Electrocteniza Temporal range: 37.2–33.9 Ma PreꞒ Ꞓ O S D C P T J K Pg N ↓ Early Eocene

Scientific classification
- Domain: Eukaryota
- Kingdom: Animalia
- Phylum: Arthropoda
- Subphylum: Chelicerata
- Class: Arachnida
- Order: Araneae
- Infraorder: Mygalomorphae
- Family: Ctenizidae
- Genus: †Electrocteniza Eskov & Zonstein, 2000
- Species: †E. sadilenkoi
- Binomial name: †Electrocteniza sadilenkoi Eskov & Zonstein, 2000

= Electrocteniza =

- Authority: Eskov & Zonstein, 2000
- Parent authority: Eskov & Zonstein, 2000

Extinct genus of spiders

Electrocteniza is an extinct monotypic genus of spider in the family Ctenizidae. At present, it contains the single species Electrocteniza sadilenkoi. The genus is solely known from the Early Eocene Baltic amber deposits in the Baltic Sea region of Europe.

==History and classification==
Electrocteniza sadilenkoi is known only from one fossil, the holotype, number "PIN, no. 363/88". It is a single male individual preserved in a clear amber specimen with several unidentified insects associated.

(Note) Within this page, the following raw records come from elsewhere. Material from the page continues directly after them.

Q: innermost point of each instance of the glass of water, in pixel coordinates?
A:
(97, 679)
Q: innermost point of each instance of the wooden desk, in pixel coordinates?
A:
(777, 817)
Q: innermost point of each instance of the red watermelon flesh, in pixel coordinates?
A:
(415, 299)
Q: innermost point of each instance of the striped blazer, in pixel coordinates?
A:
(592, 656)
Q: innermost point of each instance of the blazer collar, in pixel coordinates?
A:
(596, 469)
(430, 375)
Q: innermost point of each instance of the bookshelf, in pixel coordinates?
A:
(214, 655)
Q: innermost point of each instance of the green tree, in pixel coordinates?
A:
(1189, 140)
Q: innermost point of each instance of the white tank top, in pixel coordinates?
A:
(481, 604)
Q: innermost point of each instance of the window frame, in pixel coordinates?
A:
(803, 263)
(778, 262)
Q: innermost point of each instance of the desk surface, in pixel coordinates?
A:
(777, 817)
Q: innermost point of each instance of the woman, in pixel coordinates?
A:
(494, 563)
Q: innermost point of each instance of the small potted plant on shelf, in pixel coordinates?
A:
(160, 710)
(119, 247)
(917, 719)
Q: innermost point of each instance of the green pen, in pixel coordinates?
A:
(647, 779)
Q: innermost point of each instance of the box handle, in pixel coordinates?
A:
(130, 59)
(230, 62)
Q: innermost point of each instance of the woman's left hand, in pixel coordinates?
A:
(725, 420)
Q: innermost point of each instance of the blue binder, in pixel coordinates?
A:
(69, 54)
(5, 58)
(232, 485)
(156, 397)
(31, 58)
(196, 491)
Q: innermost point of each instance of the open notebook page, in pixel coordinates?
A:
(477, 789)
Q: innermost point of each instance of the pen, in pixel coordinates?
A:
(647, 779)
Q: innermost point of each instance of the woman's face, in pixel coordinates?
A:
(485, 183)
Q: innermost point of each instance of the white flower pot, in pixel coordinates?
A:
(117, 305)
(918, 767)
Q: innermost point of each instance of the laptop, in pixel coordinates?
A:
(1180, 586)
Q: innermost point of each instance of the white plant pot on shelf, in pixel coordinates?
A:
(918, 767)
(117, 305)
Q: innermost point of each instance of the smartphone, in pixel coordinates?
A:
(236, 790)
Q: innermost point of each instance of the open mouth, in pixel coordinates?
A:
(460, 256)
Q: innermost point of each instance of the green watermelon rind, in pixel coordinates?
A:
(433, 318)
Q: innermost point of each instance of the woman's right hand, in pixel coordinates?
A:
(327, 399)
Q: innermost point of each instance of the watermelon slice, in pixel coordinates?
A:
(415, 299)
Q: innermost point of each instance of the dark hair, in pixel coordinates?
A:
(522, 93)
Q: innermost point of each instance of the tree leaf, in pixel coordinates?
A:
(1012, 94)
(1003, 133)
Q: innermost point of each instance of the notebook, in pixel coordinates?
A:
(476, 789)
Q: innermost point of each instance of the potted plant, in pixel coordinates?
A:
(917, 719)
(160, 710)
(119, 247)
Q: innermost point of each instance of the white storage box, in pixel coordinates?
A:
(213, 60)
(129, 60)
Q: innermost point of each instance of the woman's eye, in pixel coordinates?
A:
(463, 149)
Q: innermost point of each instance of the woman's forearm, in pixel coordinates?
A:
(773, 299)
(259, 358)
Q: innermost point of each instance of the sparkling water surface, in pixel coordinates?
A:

The amber specimen was first identified as significant while residing in a private collection housed in Moscow, Russia. The specimen was then donated to the Paleontological Institute of the Russian Academy of Science in Moscow. E. sadilenkoi was first studied by Kirill Eskov and Sergei Zonstein, with their 2000 type description being published in the Russian Paleontological Journal. The generic name was coined by K. Eskov and S. Zonstein as a combination of the Ancient Greek word electron, meaning "amber", and Cteniza, the modern trapdoor spider genus for which the family was named. This is in reference preservation of the type specimen and the genus that Electrocteniza is possibly related. The specific epithet "sadilenkoi" was designated by K. Eskov and S. Zonstein in honor of the collector of the specimen, K. M. Sadilenko.

==Description==
Electrocteniza sadilenkoi is 5.88 mm in length when the chelicerae are included in the measurement. Of that length the carapace is 2.63 mm and the abdomen is 2.50 mm. The shape and general structure of the carapace indicates a close relationship to the modern genera Latouchia from Asia and Sterrochrotus (a synonym of Cteniza) from South Africa. There are several differences between the genera. In general, Electrocteniza's eye tubercle is raised higher than Latouchia and Sterrochrotus. Unlike the modern genera of Ctenizidae, Electrocteniza has completely spineless tibiae, metatarsi and tarsi on legs I and II and chelicera which lack a rastellum.